Can’t guess how Missy don’t see, or smell, or feel the air from that window left open. Can’t guess how Seddie’s slept through all this, but I count it as a blessing and close my eyes, rest my head on the backs of my hands and say my thanks. I might live awhile longer yet, if they’d just all go back to bed.

But Old Missus is boiling hot, still. Can’t make out all the words that’re said after, just that there’s heavy discussing and carrying on awhile. Time it’s over, my body is cramped and aching so bad, I’m chewing on my knuckles to keep from moving and pushing on the doors. A manservant gets left up to keep watch, so it’s a long time before I gather together the courage to slip from my place, open the hatch under me, and go down the ladder to the basement. With the man still prowling the yard and the galleries, I don’t dare try to get out till day breaks and Seddie unlocks the doors out to the lawn. I just hunker down, knowing Tati’s probably in a fit of worry, and come morning, she’ll wake Jason and John and tell them what we done. Jason will be bad troubled over it. He don’t like anything out of place from one day to the next. All things the same, day after day, is his comfort.

Curled up in the dark, I wonder about the book Juneau Jane stole. That book got Old Mister’s papers in it? No way to know, so finally I rest my head on the soft cloak and let myself sleep and wake. I dream of climbing up the bookshelves myself, and taking one of them books from up top and getting my hands on our land contract. All our troubles will be no more.

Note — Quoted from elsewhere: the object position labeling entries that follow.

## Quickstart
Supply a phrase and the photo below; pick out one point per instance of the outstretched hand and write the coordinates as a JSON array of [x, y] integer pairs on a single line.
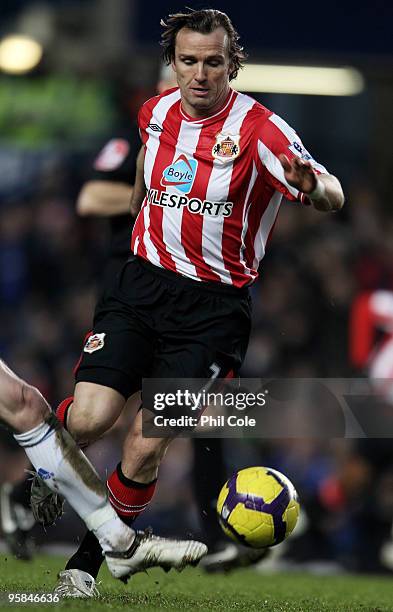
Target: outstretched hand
[[299, 173]]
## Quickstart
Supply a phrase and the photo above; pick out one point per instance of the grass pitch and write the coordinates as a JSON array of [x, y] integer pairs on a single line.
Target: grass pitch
[[243, 590]]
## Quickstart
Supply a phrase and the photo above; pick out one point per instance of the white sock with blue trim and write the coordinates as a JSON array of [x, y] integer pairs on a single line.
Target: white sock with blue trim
[[66, 470]]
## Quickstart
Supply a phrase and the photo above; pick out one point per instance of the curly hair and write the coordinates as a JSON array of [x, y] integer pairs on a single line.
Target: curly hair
[[203, 21]]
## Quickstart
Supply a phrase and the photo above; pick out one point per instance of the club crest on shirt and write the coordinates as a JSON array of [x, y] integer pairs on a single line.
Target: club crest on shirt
[[226, 146], [94, 343], [180, 174]]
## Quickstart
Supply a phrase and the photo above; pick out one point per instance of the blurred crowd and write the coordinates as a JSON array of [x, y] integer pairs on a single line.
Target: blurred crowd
[[316, 264]]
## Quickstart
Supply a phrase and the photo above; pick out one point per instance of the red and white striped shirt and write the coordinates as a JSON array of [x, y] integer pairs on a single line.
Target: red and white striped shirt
[[214, 187]]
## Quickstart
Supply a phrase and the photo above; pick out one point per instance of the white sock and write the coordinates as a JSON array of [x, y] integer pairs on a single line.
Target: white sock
[[66, 470]]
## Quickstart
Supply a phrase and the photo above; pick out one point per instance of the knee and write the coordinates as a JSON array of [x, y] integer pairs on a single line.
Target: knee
[[88, 420], [29, 407]]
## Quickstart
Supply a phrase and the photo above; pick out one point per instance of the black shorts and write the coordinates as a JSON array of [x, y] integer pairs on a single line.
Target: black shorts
[[153, 323]]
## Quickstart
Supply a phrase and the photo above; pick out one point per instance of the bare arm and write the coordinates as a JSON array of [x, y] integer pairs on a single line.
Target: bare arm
[[139, 191], [104, 198], [323, 191]]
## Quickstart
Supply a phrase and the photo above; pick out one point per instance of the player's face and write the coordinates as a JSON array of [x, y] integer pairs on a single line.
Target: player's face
[[202, 68]]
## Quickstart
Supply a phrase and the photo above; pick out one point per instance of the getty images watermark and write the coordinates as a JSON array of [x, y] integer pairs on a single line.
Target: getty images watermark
[[268, 408]]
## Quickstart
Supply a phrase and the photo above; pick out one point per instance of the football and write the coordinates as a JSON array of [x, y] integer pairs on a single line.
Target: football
[[258, 507]]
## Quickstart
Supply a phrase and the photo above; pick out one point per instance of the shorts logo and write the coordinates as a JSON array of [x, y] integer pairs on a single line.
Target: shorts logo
[[94, 343], [180, 174], [298, 149], [226, 147]]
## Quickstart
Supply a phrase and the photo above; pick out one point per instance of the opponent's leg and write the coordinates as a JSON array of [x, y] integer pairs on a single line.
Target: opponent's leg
[[57, 458], [68, 471], [131, 486]]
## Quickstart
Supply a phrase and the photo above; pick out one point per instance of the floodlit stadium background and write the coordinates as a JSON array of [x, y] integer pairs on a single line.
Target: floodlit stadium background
[[71, 74]]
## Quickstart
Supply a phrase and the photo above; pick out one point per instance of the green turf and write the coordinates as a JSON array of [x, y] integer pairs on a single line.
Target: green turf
[[243, 590]]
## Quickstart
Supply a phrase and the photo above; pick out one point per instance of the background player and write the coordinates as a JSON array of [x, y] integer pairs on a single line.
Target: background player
[[66, 470]]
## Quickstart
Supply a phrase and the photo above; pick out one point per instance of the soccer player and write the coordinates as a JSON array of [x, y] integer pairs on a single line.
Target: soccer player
[[210, 177], [64, 468]]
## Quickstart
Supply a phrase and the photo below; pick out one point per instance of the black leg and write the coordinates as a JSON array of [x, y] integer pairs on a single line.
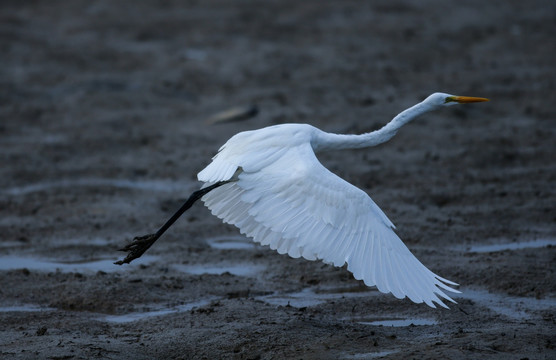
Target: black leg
[[140, 244]]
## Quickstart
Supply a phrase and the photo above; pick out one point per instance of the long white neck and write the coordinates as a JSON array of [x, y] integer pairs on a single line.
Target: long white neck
[[324, 141]]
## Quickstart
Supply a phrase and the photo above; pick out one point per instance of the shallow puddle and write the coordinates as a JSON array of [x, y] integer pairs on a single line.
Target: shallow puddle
[[373, 355], [24, 308], [248, 270], [138, 316], [309, 297], [30, 263], [400, 322], [518, 245], [236, 242], [514, 307]]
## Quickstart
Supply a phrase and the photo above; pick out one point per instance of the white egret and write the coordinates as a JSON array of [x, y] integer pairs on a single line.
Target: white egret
[[270, 184]]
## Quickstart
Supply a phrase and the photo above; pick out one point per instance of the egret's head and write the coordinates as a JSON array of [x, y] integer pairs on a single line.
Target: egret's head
[[442, 99]]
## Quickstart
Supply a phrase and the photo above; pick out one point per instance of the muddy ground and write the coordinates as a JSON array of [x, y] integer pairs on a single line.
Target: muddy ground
[[103, 128]]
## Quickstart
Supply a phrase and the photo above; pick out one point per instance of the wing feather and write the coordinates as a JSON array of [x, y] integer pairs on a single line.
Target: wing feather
[[296, 206]]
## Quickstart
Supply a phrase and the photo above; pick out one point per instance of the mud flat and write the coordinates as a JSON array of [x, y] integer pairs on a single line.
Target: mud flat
[[105, 112]]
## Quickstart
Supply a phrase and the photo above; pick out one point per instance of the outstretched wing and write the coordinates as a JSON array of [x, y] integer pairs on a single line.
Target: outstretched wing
[[298, 207]]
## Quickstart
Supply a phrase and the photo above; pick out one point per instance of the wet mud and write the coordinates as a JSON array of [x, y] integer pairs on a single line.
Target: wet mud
[[109, 109]]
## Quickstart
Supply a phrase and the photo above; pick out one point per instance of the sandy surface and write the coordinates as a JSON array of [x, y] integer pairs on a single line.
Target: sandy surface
[[103, 110]]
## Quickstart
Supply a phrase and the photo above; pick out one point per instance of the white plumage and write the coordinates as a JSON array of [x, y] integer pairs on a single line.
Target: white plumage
[[282, 196]]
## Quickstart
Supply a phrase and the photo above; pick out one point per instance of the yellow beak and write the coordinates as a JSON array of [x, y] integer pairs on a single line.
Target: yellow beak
[[465, 99]]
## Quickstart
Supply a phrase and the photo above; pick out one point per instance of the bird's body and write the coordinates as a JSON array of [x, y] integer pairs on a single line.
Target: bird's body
[[282, 196], [270, 184]]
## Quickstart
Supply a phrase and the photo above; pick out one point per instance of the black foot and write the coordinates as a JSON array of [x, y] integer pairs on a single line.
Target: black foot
[[137, 247]]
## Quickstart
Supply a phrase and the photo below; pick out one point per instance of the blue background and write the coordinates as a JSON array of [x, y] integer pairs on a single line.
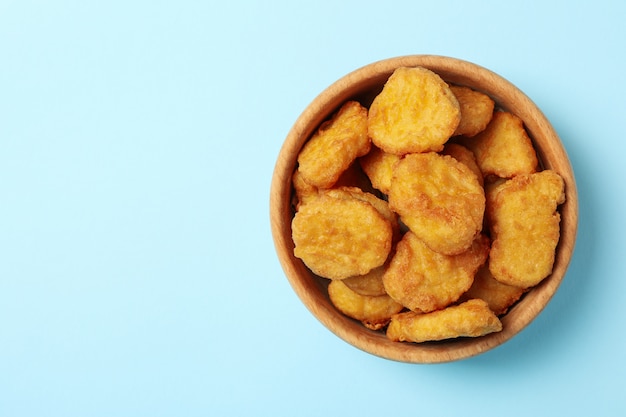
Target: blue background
[[137, 272]]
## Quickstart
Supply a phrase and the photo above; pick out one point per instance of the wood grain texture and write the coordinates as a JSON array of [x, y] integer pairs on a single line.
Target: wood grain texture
[[363, 85]]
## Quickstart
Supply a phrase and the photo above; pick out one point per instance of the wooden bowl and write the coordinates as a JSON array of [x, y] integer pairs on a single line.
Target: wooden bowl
[[363, 85]]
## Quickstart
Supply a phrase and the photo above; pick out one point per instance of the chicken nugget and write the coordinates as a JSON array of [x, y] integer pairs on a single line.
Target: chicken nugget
[[498, 296], [525, 227], [335, 146], [378, 166], [470, 319], [504, 148], [381, 205], [424, 280], [369, 284], [373, 311], [476, 110], [415, 112], [464, 155], [303, 191], [338, 238], [439, 199]]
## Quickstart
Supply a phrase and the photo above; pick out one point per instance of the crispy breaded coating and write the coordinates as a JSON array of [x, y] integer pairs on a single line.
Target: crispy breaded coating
[[369, 284], [472, 318], [504, 149], [373, 311], [525, 227], [464, 155], [378, 165], [439, 199], [476, 110], [303, 191], [415, 112], [424, 280], [338, 238], [381, 205], [498, 296], [335, 146]]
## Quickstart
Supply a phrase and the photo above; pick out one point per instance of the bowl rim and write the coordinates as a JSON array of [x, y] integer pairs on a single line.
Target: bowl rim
[[453, 70]]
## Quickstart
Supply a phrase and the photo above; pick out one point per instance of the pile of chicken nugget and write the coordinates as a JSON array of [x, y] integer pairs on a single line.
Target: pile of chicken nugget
[[428, 212]]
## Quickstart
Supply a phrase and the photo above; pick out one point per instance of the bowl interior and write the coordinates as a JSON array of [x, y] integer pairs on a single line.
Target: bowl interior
[[363, 85]]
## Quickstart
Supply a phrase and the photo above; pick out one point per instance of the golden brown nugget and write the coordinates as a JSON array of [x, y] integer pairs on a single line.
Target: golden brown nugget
[[476, 110], [470, 319], [369, 284], [354, 176], [415, 112], [424, 280], [303, 191], [525, 227], [498, 296], [504, 149], [439, 199], [464, 155], [339, 238], [381, 205], [378, 165], [335, 146], [373, 312]]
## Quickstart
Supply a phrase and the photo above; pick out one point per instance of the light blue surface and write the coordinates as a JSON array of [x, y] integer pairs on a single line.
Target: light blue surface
[[138, 275]]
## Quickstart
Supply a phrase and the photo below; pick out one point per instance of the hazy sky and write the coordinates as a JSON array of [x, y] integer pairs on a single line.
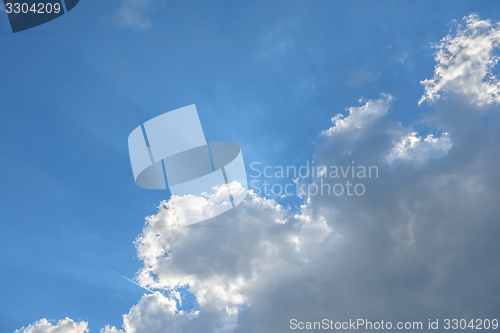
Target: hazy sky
[[409, 87]]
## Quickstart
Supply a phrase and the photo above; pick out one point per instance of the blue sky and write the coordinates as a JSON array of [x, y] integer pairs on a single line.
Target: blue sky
[[267, 75]]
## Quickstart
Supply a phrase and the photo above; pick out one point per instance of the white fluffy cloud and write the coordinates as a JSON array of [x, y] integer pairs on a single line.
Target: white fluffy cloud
[[62, 326], [465, 62], [421, 243]]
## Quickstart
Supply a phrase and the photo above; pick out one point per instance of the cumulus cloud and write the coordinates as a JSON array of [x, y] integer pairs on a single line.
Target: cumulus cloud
[[134, 14], [417, 150], [360, 117], [465, 62], [62, 326], [420, 243]]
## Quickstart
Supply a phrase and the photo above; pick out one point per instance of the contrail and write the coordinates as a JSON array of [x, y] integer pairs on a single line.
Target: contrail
[[113, 271]]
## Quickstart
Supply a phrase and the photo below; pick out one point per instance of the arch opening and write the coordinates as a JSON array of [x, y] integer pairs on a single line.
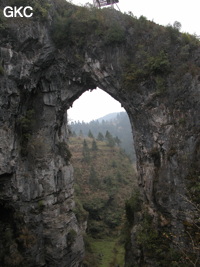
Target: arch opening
[[104, 171]]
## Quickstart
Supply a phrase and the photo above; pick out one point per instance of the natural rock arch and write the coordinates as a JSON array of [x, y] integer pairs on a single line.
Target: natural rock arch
[[155, 80]]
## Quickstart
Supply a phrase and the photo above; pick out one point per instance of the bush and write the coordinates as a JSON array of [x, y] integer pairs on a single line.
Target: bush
[[64, 152], [131, 206]]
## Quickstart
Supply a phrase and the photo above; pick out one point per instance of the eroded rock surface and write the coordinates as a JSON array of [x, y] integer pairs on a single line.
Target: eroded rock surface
[[40, 81]]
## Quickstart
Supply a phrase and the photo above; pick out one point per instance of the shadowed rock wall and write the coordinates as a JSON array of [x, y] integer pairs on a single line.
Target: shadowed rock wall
[[40, 81]]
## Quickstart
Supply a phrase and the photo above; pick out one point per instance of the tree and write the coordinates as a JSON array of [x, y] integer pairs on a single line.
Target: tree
[[110, 140], [117, 140], [93, 177], [100, 137], [90, 135], [94, 145], [86, 152], [177, 25]]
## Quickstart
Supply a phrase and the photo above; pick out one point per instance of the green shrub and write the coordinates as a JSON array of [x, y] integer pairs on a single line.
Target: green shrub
[[114, 35], [64, 152], [1, 70], [158, 65], [131, 206]]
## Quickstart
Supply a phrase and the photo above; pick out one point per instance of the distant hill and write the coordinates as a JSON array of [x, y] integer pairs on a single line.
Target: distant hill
[[117, 124], [108, 117], [104, 180]]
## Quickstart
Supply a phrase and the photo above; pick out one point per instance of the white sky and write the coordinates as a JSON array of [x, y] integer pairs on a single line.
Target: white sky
[[95, 104]]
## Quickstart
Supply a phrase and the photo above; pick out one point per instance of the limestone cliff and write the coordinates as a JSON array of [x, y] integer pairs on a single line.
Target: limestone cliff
[[46, 64]]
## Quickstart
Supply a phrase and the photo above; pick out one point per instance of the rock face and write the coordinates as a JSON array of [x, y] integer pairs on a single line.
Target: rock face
[[152, 71]]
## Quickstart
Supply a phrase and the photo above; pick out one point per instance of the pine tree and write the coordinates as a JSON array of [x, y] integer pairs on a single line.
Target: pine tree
[[117, 140], [110, 140], [90, 135], [100, 137], [86, 152], [93, 180], [94, 145]]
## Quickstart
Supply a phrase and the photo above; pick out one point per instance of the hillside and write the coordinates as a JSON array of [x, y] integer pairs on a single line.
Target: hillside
[[103, 182], [117, 124]]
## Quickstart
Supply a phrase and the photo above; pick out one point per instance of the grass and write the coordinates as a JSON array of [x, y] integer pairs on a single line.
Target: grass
[[108, 251]]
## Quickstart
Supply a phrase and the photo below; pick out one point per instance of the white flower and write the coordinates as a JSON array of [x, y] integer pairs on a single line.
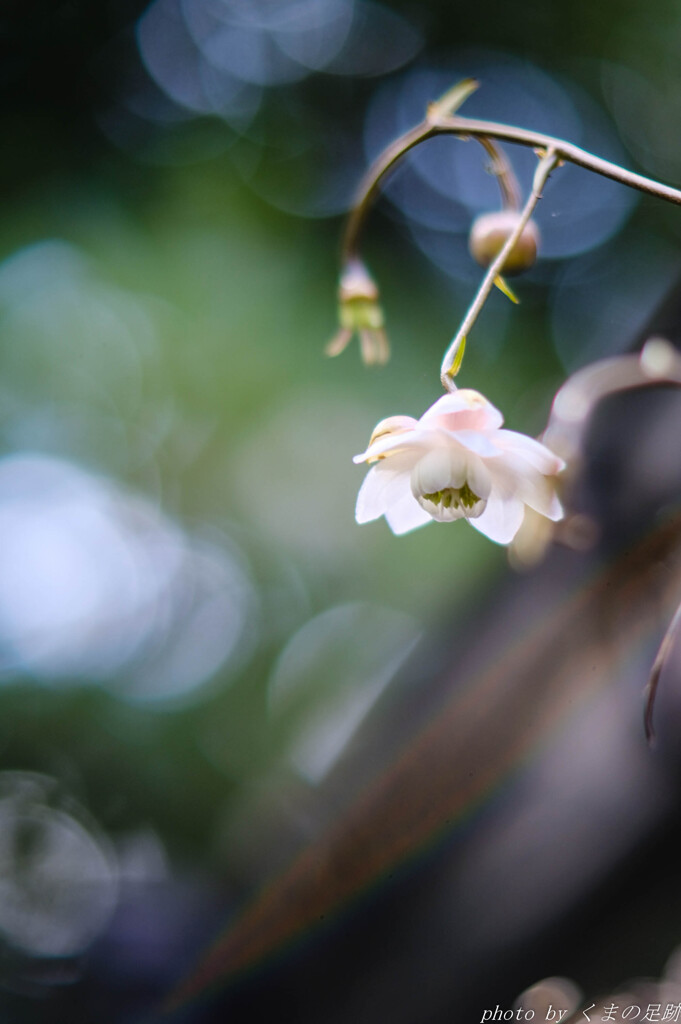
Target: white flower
[[454, 463]]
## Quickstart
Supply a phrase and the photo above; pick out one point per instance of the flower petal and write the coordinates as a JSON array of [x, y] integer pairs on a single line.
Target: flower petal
[[540, 494], [538, 455], [502, 518], [381, 488], [441, 467], [481, 443], [407, 514], [400, 440], [463, 410]]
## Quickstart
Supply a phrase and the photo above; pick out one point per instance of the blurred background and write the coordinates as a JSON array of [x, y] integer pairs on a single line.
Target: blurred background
[[204, 662]]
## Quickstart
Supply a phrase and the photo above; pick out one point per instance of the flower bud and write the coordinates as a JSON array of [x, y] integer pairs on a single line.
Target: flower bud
[[360, 312], [490, 232]]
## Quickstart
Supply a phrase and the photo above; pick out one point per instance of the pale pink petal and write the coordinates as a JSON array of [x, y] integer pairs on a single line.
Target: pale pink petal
[[478, 478], [381, 488], [406, 515], [399, 441], [464, 410], [538, 455], [501, 520], [479, 442], [540, 494]]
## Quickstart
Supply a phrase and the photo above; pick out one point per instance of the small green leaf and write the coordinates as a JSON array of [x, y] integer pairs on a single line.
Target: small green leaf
[[458, 359], [504, 287]]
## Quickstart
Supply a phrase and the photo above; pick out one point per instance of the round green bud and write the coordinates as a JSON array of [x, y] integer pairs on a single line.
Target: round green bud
[[491, 230]]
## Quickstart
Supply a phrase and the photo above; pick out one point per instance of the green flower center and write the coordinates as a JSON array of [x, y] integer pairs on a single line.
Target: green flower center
[[455, 498]]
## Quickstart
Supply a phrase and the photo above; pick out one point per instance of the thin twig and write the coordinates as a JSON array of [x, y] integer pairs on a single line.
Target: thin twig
[[451, 363], [473, 128]]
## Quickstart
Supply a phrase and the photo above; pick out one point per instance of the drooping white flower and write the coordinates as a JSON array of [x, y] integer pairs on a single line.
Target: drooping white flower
[[454, 463]]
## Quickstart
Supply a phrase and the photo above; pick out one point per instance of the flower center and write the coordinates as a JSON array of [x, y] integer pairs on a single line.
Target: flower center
[[461, 500]]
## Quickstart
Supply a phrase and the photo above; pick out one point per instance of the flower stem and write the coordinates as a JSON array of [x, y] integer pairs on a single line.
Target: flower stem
[[473, 128], [451, 363]]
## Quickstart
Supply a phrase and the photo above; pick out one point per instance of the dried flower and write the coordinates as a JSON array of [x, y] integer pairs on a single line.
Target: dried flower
[[454, 463], [359, 310]]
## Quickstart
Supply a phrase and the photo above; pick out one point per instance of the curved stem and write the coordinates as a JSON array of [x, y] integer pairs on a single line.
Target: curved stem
[[502, 170], [452, 359], [369, 185], [472, 128]]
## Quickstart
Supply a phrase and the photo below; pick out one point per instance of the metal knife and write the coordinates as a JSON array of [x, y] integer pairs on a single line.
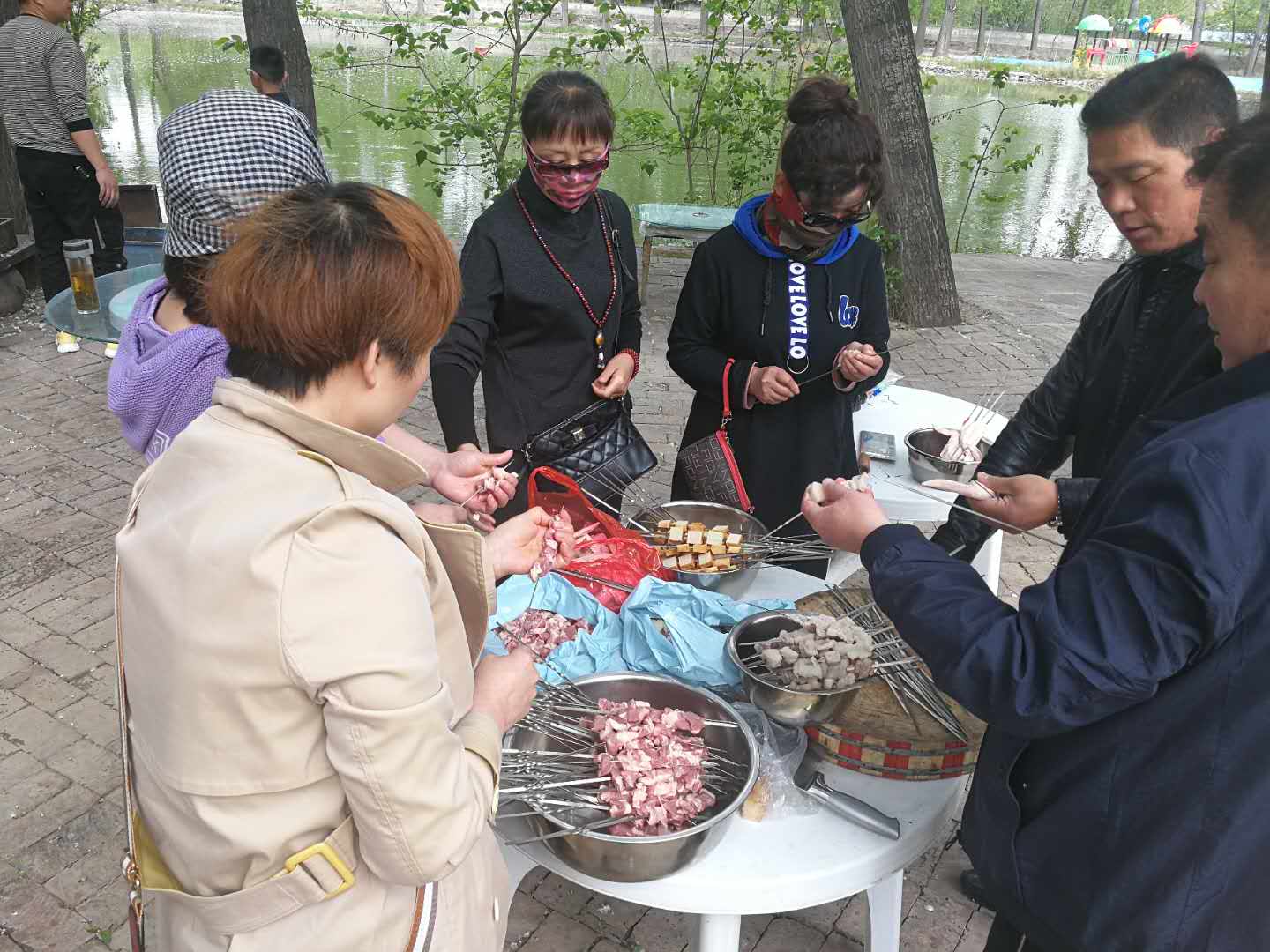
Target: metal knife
[[810, 778]]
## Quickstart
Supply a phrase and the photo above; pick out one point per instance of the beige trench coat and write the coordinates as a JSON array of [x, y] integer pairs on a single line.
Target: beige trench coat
[[299, 651]]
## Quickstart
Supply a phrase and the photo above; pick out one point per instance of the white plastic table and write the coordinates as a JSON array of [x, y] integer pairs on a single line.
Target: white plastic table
[[900, 410], [778, 866]]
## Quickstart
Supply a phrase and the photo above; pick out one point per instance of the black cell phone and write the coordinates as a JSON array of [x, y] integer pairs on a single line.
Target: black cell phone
[[878, 446]]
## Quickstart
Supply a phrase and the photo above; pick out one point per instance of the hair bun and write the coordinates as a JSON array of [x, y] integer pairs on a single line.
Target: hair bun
[[820, 98]]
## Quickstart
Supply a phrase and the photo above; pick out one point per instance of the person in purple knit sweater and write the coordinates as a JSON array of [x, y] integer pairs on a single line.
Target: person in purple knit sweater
[[170, 355]]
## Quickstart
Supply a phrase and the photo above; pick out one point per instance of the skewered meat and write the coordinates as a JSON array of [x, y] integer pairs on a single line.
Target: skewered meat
[[542, 631], [825, 652], [970, 490], [653, 759], [559, 525]]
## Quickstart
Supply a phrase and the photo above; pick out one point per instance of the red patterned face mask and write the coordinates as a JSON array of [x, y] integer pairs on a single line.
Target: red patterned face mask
[[566, 185]]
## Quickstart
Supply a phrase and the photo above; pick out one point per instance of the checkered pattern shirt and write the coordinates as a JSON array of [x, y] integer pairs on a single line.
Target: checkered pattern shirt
[[225, 155]]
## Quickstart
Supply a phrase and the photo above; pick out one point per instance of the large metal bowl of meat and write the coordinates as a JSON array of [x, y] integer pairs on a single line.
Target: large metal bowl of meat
[[925, 462], [794, 709], [643, 859], [712, 514]]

The door’s getting opened when I come to. A slice of feathery light lays itself over the floor and the smell of morning seeps in. Seddie tells a yard boy, “Don’ you touch nothin’ but the shovel and the yard broom and the hoe. Every apple in the barrel been counted and every drop a’ molasses, and Irish ’tater, and rice grain, too. Las’ boy that try to dip in, he gone. Nobody ever see him no more.”

“Yes’m.” The boy sounds young. Old Missus’s got such a reputation, she’s running slim on choices. Has to take on babies nobody else will hire yet.

I lay up awhile before I stuff Juneau Jane’s cloak back down the front of my borrowed shirt and pull John’s field hat so low it bends my ears, and I work my way toward fresh air and freedom. Nobody’s near when I poke my head out, and so off I go. Takes a heap of won’t-not to walk calm ’cross the yard, just in case somebody’s looking out from the house. They won’t think a thing about a little colored boy moving about, slow and easy. But what I really want to do is run, go from cropper cabin to cropper cabin with the word that Missy Lavinia’s showed up from school. Must be a ill wind to bring her home, news of Old Mister. Bad news.

We croppers got to coop up together, have a meeting off in the woods, and figure our next move. All us got contracts and all us been depending on Old Mister to keep the promises that’s been given.

Time to put our heads to the problem.

No sooner does my mind start on it, than I make my way round the garden hedges, and hear voices. Two of them, down under the old brick bridge that was a fine thing long ago, before the Yankees toppled the statues and the rose trellises and butchered the Goswood hogs, then threw what was left of the carcasses in the reflecting ponds. The garden was too far gone after that. Hard times don’t leave money for fine things anyhow. Gate’s been shut ever since the war, the footpaths left for the wisteria and brambles and climbing roses to eat up. Poison ivy drapes the old trees, and hanging moss strings down thick as silk fringes on a ladies’ fan.

Who’d be under that bridge, except maybe boys gigging frogs or men hunting possum or squirrel for the supper pot? But it’s white-sounding voices. Girls’ voices, whispering.

I make my way through the brush and sidle closer till I can hear for sure. Missy Lavinia is clear as a smith’s hammer on metal and just about as pleasurable: “…haven’t kept your end of the bargain, so pray tell why should I?”

What in saint’s name would Missy come here for? Who’s she talking to? I settle real quiet near the bridge rail, point my ear.